Десятого сентября уезжала первая партия студентов путинного отряда и тех сезонников, которые смогли уволиться по болезни или ещё как. Вечером и Иван пришёл на пирс — посмотреть на возможный будущий свой отъезд. На дальнем рейде манил яркими огнями пассажирский теплоход. У входа на пирс густилась пчелиным роем толпа, преобладали студенческие куртки с надписями: «Курилы», «Шикотан», «Алтай», «Новосибирск»... Компания слегка подвыпивших парней, обступив гитариста, пела грустно-бодренькие песенки. Кое-кого из студентов провожали девчонки-не студентки. Они развязно льнули к ребятам, и это бросалось в глаза. Аллы среди них не было. Чуть поодаль стояли с папиросками в губах сезонницы в гамашах и загнутых по местной моде резиновых сапогах — им тоже было любопытно посмотреть на первый отъезд. Пришла и очень пьяная компания ребят-сезонников. Задираться они не посмели — не тот расклад, однако, бренчали на гитаре и орали громче всех. Глядя на них, Иван понял: в отъезд сезонников будет пьянее и пошлее.
Да, путина заканчивалась. По нескольку дней «сентябрил» океан, а когда сейнера всё же выходили на лов, сайра ловилась мелкая и помалу. Выработка резко снизилась, и по заводу поползли слухи, усиливающие «чемоданные» настроения приехавших по договору. Многие уже подавали заявление на увольнение, да и трудно было удержаться от соблазна вернуться домой пораньше. Начальник завода почти не заходила в кабинет, чтобы не принимать их, её обступали в цехах, она нервничала...

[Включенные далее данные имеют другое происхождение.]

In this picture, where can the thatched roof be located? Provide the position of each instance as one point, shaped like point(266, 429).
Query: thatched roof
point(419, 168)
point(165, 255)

Боль в спине за неделю ослабла, но не исчезла, и Иван попросил справку ещё на неделю. Теперь он работал лишь по восемь часов, а в субботу и воскресенье отдыхал. В понедельник, когда он пришёл утром в склад, бригада в поте лица принимала из протирки. Подавал Мишу — неторопливо, с окаменевшим от усталости лицом. Поздоровавшись, Иван спросил: «Помочь?» Мишу безразлично повёл плечами. Иван взял на грудь два ящика — боль в спине безнадёжно возобновилась, и он впервые подумал: «А не подать ли и мне заявление на увольнение?..»

Проводили ещё одну партию студентов и сезонников. Иван опять сходил посмотреть на отъезд. Это были дни нерешительных сомнений. Если представить предметно, то его состояние приняло бы форму весов фемиды: на одну чашу он ставил доводы за отъезд, на другую — против, что перетянет? «Чего я хочу? Заработать? Так работай же!.. Не могу — спина болит. Значит, прощай мечта заработать на покупку собственного жилья?..» И он подошёл к заведующей складом:
-Может, мне лучше уже уволиться? Всё равно не смогу больше работать в бригаде!
-Пиши заявление — я сама поговорю с начальником завода...
По тому, с какой лёгкостью согласилась «гром-баба» - даже предложила помочь, он понял: она  уже списала его, как отработанный материал, здесь нужны люди здоровые, сильные, выносливые. В тот же день, после обеда, она вернула ему подписанное начальницей заявление. Он отнёс его в контору рыбкомбината  и получил там Обходной лист. Осталось лишь подписать его в инстанциях, получить расчёт, литер на бесплатный проезд домой и ждать  теплохода.
Так кончилась путина для Ивана Вохмякова, для других она продолжалась с неослабевающим напряжением. В довесок к сайре на завод привезли мороженую скумбрию и смены вырабатывали по 60-70 туб. Склад оставался переполненным необработанными консервами — на полную мощность работала этикеровочная машина, вовсю продолжалось формирование вагонов. Всё складывалось к тому, что завод выполнит план и этого месяца, значит, опять будет высокий заработок, но Иван его уже не получит.
Уезжал он с досадой на то, что не выдержал до окончания путины, не преодолел всего того, что предназначалось ему, что испытают те, с кем он приехал на Курилы, познакомился тут.